Auch das werde ich mein Lebtag bestimmt nie wagen: Bei „Aktenzeichen XY …
ungelöst“ eine der eingeblendeten Nummern anrufen, um dem Fahnder am
anderen Ende der Leitung zu sagen: „Sorry, ich habe nichts gesehen und kann
auch sonst nichts zur Lösung des Falls beitragen.“
Was ich jedoch seit einiger Zeit tue: Ich reagiere nicht mehr so unwirsch,
wenn mich eine Callcenter-Agentin oder ein -Agent anruft, um mir einen
neuen Tarif, ein Abo oder eine Photovoltaikanlage zu verkaufen. Im
Gegenteil. Ich bin höflich, bedanke mich für das Angebot, frage nach, wenn
ich etwas auf Anhieb nicht verstanden habe. Auch wenn ich am Ende trotzdem
ablehne, bemühe ich mich, meine Entscheidung ehrlich zu begründen.
Ich meine dann manchmal ein gewisses Erstaunen und eine Art Erleichterung
bei den Anrufern zu spüren. So sie nicht allzu schnell auflegen müssen,
weil, wie man weiß, im Callcenter-Gewerbe kein Anruf länger als nötig
dauern darf, richten sie häufig auch an mich ein paar freundliche Worte.

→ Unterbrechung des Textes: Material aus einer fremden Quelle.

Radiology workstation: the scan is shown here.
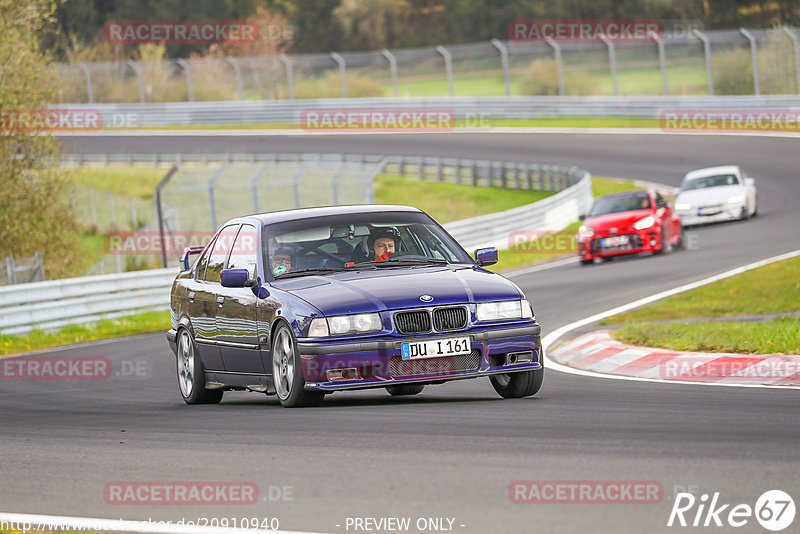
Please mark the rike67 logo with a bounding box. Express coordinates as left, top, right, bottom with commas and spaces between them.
667, 490, 795, 532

Bevor sie aber wirklich Schluss machen müssen, frage ich ganz schnell noch,
von wo sie mich gerade anrufen. „Aus Gelsenkirchen,“ sagte neulich eine
Agentin, und da ich zufällig ein paar Wochen zuvor in Gelsenkirchen aus dem
Zug gestiegen war, kamen wir ins Gespräch. Ich lobte den auffallend
sauberen Bahnhof, die Grünanlagen im Innenstadtbereich, während sie schwer
von den Socken war: „Mit dem Rad von Gelsenkirchen nach Duisburg? Das würde
ich nie schaffen.“
Ein anderer rief mich aus Marl an. Von einem Besuch dort riet er mir aber
ab: „Zu viele Drogis!“ Ich sagte, die gäbe es doch überall, und fragte ih…
ob er gern im Callcenter arbeite. „Nein, ist nur vorübergehend, weil ich
meine Ausbildung zum Kfz-Mechatroniker abgebrochen habe. Mein Traum ist,
Polizist zu werden.“ So plauderten wir noch eine Weile sehr nett.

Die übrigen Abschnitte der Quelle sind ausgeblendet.